The period also included difficult stretches and significant strategic realignments. A prominent example was the proposed merger between Siemens's rail division and its French competitor, Alstom, unveiled in 2017. The intention was to create a European rail champion, Siemens Alstom, with the scale and portfolio breadth to better compete globally, especially against the rising might of CRRC. However, despite the strategic rationale, the merger was ultimately blocked by the European Commission in 2019 due to significant competition concerns, particularly in mainline signaling systems and high-speed rolling stock, where the combined entity would have commanded an overwhelming market share. This setback underscored the complexities of consolidating in a highly regulated industry and prompted Siemens to further refine its independent strategy, prioritizing organic growth, targeted partnerships, and a reinforced focus on its existing technological leadership. Despite such challenges, the company remained steadfastly committed to its long-term vision for sustainable and intelligent mobility, adapting its plans to leverage its existing strengths and seek alternative growth avenues.
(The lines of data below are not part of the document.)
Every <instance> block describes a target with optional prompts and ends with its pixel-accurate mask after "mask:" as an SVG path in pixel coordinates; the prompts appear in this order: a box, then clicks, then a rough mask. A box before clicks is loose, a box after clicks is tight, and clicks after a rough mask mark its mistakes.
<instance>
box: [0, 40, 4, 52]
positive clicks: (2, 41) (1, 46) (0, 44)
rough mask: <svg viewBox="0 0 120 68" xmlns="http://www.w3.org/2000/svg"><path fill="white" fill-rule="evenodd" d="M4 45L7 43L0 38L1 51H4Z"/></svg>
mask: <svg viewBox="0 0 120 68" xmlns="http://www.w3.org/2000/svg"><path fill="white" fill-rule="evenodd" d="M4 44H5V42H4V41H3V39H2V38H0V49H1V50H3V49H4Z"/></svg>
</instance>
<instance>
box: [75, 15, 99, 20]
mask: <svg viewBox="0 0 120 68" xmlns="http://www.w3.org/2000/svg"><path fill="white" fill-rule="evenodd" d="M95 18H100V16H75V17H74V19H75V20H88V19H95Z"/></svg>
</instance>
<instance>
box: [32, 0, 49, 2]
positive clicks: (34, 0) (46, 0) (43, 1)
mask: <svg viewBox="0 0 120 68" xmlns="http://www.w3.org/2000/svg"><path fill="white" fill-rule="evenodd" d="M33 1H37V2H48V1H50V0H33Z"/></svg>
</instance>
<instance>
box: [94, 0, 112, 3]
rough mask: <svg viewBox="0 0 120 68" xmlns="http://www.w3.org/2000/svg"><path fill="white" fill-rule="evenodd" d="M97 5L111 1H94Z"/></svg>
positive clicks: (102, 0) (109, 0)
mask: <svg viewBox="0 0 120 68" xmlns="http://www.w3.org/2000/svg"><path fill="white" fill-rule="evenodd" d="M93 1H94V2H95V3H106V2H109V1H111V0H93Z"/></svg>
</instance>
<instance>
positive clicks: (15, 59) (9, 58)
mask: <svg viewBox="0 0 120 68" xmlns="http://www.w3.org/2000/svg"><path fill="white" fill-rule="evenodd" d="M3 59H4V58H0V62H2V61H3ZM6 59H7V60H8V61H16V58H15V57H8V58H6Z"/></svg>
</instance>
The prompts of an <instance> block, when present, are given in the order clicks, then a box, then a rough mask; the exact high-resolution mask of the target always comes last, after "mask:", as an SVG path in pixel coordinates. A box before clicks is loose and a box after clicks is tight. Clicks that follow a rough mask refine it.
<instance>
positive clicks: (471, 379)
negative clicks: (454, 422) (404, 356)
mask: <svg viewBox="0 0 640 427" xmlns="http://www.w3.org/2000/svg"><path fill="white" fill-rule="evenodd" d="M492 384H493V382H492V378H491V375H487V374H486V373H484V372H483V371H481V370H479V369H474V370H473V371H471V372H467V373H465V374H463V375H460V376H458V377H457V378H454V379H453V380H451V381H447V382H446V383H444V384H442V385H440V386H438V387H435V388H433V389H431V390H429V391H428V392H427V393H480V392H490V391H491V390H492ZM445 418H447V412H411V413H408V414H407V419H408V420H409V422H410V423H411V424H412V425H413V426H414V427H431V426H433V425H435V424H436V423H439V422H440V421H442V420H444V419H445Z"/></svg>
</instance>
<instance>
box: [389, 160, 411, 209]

The rebranding and restructuring efforts culminated in 2018 with the establishment of Siemens Mobility GmbH as a legally separate and independently managed company within the larger Siemens AG conglomerate. This formation was part of a broader corporate strategy by Siemens AG, known as "Vision 2020+," to empower its individual businesses with greater operational freedom, clearer market focus, and enhanced entrepreneurial agility. For Siemens Mobility, this structural separation allowed it to accelerate its decision-making processes, optimize its resources specifically for the transport sector, and more agilely pursue growth opportunities, including potential acquisitions or partnerships that might have been more challenging under the previous conglomerate structure. This transformation marked a definitive step in the evolution of Siemens’s transport interests, transforming it from a division within a diversified industrial powerhouse into a dedicated global player focused solely on comprehensive transport solutions.

By the end of this transformative period, Siemens Mobility had emerged as a structurally distinct entity, equipped with a comprehensive portfolio spanning rolling stock (e.g., Velaro high-speed trains, Desiro regional trains), rail automation (including advanced CBTC and ETCS signaling systems), rail electrification infrastructure, intelligent traffic systems, and an extensive range of related services, including maintenance and digital solutions. It was navigating a highly competitive and interconnected global transport market with renewed strategic clarity, positioned as a leading global supplier in several key segments. With approximately 39,000 employees globally and annual revenues exceeding €9 billion at the point of its formal establishment, Siemens Mobility was strategically positioned to capitalize on the increasing global demand for sustainable, efficient, and digitized transport infrastructure. The foundations laid by decades of engineering excellence were now being reconfigured for an era demanding integration, intelligence, and environmental responsibility, setting the stage for its continued influence on future mobility paradigms.